I decided to get a little beefheart as a treat. I don't like it much. I can't get it small enough, plus one fry almost choked on a piece. So I gave some to Flash and the community fish. OMG did they PIG OUT! I've never seen them zip around so fast for food! Flash still takes his frozen food off a toothpick like he did when he was a baby. In fact, one guppy saw him do this, and took some food off the toothpick as well!

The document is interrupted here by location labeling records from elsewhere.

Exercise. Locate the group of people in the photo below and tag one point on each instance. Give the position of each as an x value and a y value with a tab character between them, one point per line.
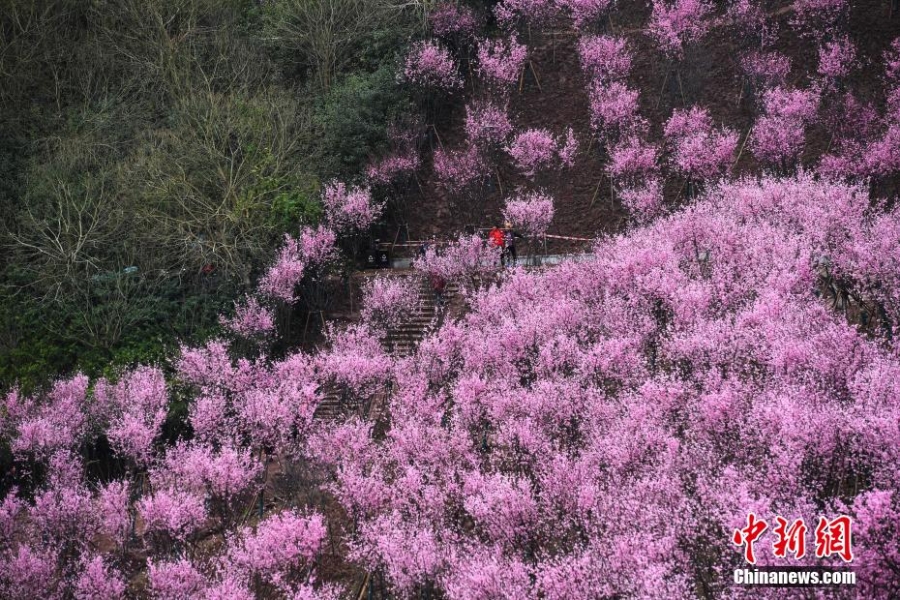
505	239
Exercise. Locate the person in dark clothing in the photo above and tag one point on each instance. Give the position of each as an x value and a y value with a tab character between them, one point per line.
509	243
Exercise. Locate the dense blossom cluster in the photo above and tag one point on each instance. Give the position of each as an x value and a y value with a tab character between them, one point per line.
314	247
699	151
596	441
487	124
779	135
536	150
460	170
678	24
500	62
387	301
597	429
531	213
431	67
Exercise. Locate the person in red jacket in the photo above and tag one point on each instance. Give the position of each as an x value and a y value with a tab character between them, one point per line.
497	238
438	284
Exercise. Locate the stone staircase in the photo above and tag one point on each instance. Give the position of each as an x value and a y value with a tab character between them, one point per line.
403	339
400	341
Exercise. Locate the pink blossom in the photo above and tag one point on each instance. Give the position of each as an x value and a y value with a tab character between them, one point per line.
876	525
487	125
286	272
632	158
766	69
356	362
55	423
250	319
700	152
500	62
229	588
387	301
466	257
535	149
224	473
113	510
778	135
27	573
836	58
819	18
531	13
313	248
604	57
532	213
176	513
587	14
393	167
430	66
749	18
460	170
451	18
280	542
98	581
644	201
175	580
679	24
568	150
349	208
138	403
892	62
614	107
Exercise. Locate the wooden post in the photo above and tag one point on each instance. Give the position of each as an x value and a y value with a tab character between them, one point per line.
596	192
741	151
662	88
536	79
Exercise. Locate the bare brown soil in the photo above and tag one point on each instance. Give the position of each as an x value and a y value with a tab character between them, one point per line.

How awful is it that now I am thinking of getting another baby betta?? BAD BAD BAD. I'm like "oh, I have this 5 gallon up... I'll probably be getting a sponge filter... baby bettas are so little..." I won't for at least a few weeks to make sure the guppy fry are bigger, but I might just not do it at all. The betta will grow, and will have to stay in the 5 gal because Flash is in the 10 gal, and then what will I do when I need a place for more newborn guppy fry??? It's probably not going to happen- but it's tempting!!


----------



## BilboBetta

When I raised guppies I used a sponge filter in a bare 10 gallon. I fed frozen brine shrimp by putting it and a little aquarium water in a vial, running hot tap water over the vial and shaking it enough to break it up into almost a soup consistency. I also added some plant fertilizer to the tank to get some algae started for them to munch on and help the water quality. I don't know if its right or wrong but that's what I did. I also had some "fry food" that was a powder consistency. I don't recall if it was Tetra or what company that made it but I do recall I got it at Earl May Garden Center.


----------



## AlwaysAnimals

*11/11/2015 #2*

My trips to Petco and Petsmart for a sponge filter were a bust. They don't carry them! The lady at Petsmart tried to give me some alternative ideas, like putting foam over a regular filter, or dividing the tank with fry on one side and a regular filter on the other. But I think I want to stick with a sponge filter, so I guess I will have to go online and look. GRRRR.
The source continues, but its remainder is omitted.